We are not supposed to talk about the weather, because the weather is not cool. Weather is the province of farmers; the old and dull; the possibly racist. Weather is the domain of weatherpersons, who are usually wrong. Weather is what you talk about when you have nothing to talk about. If great minds discuss ideas, and small minds discuss people, then anti-minds discuss the weather.
Those of us who grew up in proximity to rural areas—close enough to know what the forest smells like, if not the edibleness of its berries—have a special sensitivity to talking about the weather. That’s what locals do, what they do, those barely-better-than-hillbillies who worry about their lawns the way Puritans worried about their barley crops. When we move away to various cities we make a point to avoid talking about the weather like this. We don’t have lawns anyway, so why should we care?
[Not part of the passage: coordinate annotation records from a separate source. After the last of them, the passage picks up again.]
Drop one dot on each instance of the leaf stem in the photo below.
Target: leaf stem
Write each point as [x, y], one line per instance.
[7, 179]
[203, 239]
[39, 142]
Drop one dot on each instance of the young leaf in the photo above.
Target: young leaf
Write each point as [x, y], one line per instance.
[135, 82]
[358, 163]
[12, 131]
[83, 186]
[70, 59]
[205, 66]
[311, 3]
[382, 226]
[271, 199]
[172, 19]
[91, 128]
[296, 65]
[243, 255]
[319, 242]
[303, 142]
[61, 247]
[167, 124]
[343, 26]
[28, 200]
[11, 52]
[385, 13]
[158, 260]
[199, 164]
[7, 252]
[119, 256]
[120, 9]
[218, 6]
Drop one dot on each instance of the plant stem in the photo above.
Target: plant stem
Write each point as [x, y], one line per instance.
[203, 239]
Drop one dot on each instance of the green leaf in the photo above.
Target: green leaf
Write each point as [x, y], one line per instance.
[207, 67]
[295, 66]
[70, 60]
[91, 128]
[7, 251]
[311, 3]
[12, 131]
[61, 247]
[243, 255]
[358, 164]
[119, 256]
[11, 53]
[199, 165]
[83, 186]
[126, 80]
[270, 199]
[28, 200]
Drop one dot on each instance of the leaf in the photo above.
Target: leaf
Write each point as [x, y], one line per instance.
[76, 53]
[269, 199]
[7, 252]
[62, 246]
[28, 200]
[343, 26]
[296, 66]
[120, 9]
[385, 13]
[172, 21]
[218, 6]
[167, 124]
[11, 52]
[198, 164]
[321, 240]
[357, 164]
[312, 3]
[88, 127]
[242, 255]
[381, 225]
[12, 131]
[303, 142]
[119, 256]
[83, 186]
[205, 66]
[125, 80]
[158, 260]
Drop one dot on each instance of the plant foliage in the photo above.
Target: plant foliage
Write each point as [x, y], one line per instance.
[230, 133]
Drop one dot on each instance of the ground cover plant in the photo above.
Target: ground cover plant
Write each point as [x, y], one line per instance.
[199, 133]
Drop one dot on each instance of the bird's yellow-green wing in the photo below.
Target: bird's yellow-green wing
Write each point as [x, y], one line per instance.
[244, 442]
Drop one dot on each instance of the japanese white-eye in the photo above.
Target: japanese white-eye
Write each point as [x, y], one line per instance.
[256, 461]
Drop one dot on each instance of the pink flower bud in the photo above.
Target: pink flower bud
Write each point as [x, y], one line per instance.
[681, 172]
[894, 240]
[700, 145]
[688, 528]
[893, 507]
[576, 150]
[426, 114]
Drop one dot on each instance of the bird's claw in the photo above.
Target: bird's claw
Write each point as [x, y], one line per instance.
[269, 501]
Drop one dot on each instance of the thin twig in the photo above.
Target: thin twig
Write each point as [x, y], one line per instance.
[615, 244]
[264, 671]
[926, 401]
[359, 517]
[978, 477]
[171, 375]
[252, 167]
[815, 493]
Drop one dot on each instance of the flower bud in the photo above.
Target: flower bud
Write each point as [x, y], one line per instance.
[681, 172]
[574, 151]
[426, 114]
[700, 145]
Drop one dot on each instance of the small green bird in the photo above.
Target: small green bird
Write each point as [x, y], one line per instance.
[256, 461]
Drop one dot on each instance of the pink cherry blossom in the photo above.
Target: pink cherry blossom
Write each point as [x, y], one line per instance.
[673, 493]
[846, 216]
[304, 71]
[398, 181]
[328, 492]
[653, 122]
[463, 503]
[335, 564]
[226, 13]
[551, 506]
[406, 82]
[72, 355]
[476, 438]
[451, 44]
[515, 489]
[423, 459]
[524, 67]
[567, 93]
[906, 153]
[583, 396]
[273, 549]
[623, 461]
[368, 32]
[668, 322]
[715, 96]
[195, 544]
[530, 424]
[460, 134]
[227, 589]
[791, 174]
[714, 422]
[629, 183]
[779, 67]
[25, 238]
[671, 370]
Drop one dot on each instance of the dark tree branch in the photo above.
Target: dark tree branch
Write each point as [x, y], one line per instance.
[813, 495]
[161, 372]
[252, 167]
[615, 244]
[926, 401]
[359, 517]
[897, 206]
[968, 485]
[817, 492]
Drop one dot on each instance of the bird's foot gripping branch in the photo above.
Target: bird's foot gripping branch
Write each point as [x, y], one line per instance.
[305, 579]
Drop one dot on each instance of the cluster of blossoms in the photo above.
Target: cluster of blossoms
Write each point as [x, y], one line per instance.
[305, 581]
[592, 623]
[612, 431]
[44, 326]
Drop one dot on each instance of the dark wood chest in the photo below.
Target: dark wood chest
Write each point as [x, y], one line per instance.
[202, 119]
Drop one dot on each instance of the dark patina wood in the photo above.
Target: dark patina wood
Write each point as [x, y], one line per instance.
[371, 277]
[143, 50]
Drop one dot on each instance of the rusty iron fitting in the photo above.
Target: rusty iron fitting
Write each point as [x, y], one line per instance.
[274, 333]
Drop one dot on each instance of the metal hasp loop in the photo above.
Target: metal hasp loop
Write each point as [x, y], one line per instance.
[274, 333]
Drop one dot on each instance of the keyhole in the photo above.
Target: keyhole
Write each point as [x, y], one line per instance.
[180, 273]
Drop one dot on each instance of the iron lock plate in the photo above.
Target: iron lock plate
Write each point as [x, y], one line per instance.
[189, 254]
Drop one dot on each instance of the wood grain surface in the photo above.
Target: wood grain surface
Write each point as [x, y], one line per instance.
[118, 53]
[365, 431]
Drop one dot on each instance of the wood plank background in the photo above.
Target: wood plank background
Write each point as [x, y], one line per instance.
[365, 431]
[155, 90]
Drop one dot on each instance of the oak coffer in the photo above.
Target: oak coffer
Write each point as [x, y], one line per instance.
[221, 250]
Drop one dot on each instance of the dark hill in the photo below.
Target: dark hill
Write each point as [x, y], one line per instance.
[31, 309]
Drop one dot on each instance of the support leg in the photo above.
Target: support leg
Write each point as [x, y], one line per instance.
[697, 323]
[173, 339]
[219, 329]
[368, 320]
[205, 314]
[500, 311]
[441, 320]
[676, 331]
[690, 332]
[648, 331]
Here’s the problem: the weather is fascinating. Paying attention to it is more addictive than heroin. (I’m guessing; at the very least it’s comparable to cigarettes.) The intensity of the light and the feeling of the air are impossible not to notice once you get in the habit of noticing them. A sensitivity to winds or barometric pressure is impossible to ignore regardless of whether you, personally, are cultivating a single herb or shrub. And as if the physical implications of the weather weren’t immersive enough, there’s the intellectual realization that your entire reality is shaped by it: how your house is built, how you dress yourself, how you go to the store, how you spend your weekends, and so on. The weather is all. All is the weather. How do people ever talk about anything else?
Excuse me.
In truth though, the weather is a motherfucker. Yesterday, a blessed Saturday, was supposed to be a day for writing. The forecast was snowy and cold. A constant wet grey, perfect for that hygge-style ambience that, if we’re being honest, is far less conducive to good writing than the right mix of caffeine and sativa. It was supposed to be cosy, is my point. The weather was going to help me write this essay, or a better one.
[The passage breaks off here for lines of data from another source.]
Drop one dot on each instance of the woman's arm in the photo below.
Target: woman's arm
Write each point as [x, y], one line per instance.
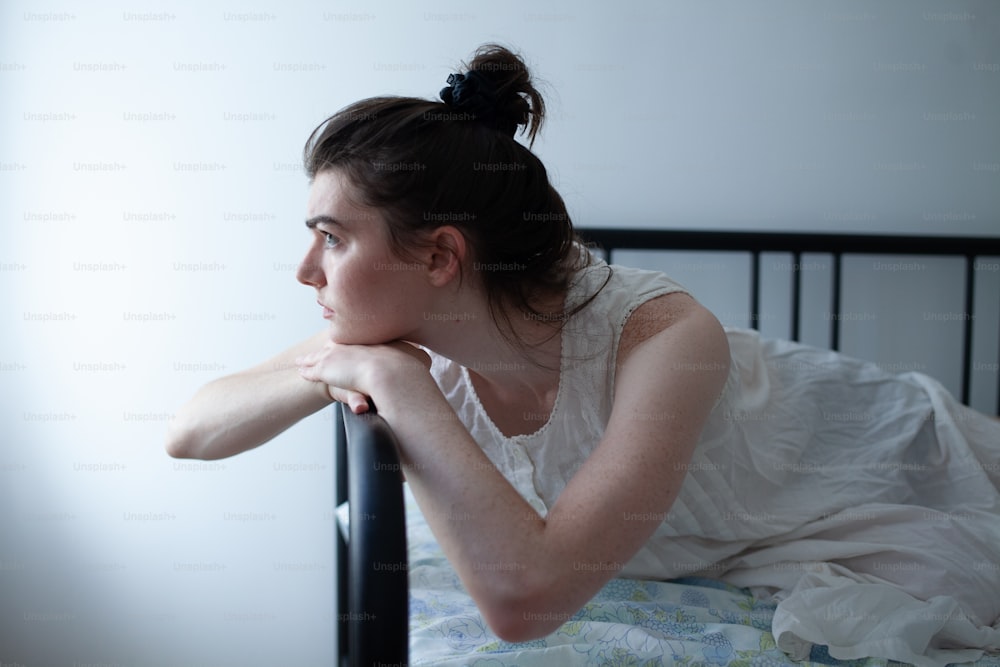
[528, 575]
[238, 412]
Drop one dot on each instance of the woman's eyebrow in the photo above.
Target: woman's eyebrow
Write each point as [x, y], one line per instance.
[324, 220]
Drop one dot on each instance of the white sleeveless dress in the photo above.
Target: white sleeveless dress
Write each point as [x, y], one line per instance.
[866, 502]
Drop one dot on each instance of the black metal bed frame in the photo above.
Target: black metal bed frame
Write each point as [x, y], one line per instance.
[372, 597]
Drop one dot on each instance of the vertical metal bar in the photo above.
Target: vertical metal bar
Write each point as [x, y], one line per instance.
[970, 284]
[340, 494]
[835, 306]
[796, 293]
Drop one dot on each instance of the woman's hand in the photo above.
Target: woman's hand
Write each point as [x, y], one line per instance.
[352, 372]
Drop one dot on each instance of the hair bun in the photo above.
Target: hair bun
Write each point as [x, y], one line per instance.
[497, 90]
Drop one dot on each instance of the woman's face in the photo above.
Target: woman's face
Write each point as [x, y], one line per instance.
[368, 294]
Instead I woke at the hideous hour of 6am to skies that were dark but clear. The voice of Midwestern guilt spoke up: Well, you can’t just sit inside if it’s gonna be a nice day out. And since you’re already up, might as well go see the sunrise from the mountains? No Midwesterner can come back from a one-two combo like that—the good weather scarcity mentality is engrained too deeply. It doesn’t matter if you live in a place with over 300 days of sunshine per year, or if you’ve seen thousands of sunrises, or if both apply.
You haven’t seen this sunrise yet. And it’s right there for the seeing. How could you miss it?
Dear readers, let me tell you it was the most… no. No. It’s time someone told the truth about the weather. I’m not going to sugarcoat it. There was nothing special about this sunrise. In fact, you couldn’t even see the sun itself because it was blocked by the eastern mountainside. No clouds in the pale brightening sky. Nothing but a flat light blue buzzing at the edges. Shadows on the path above the terraced gardens. Wisps of frost with every unmasked breath. A pair of goats chewing weeds, chickens rustling in their shed, a cat leaping from a stone wall. Normal events and normal weather.
Ah, and it was satisfying! To be shuffling out there in your boots against this backdrop of exceptional ordinariness! To think, “Little colder than it looked, better head back for now.” To stop at a new-old bakery on the way back—you’ve walked by it a million times, how come you’ve never tried it?—and grab a chocolate croissant. To throw on a robe when you get home, then fall asleep on the couch with the cat curled up on your chest, and awake hours later to a veritable blizzard. To stare at the first fat white flakes of the season blot out all of existence beyond your window.
And then imagine about two hours later, when the sun is high and the snow is already melted, and someone asks you, “So how’s the day so far?”
You’re going to say the weather’s been crazy. You won’t be able to help yourself. Maybe you’ll say it with a knowing chuckle, or an exaggerated I’m-in-on-the-joke cadence. But you’re a simple, fallible human being and it’ll be impossible to avoid commenting on the weather’s volatility. It’s like the instinct to nurture babies or avoid unpleasant smells. You have to acknowledge weather.
Weather mind is a neighbor to beginner mind. It can introduce you two, which is why it’s so precious and lovely. Or it can exist in a kind of perfectly equilibrated bubble between you, touching neither at any exact moment but always capable of doing so in an instant. Maybe this is why weather mind is so aggravating to some of us. There’s sophisticated weather mind (which makes simple observations with profound implications) and the unsophisticated variety (which makes the same observations but for the purpose of, say, avoiding the topics of politics or failed marriages). No epistemic company is irritating in quite the same way.
On the other hand, who cares about such nerd shit? The much-appreciated dreariness that made this work possible has just lifted, and it’s now a sunny afternoon. This changes things. How so? Not exactly clear yet. But the weather is crazy.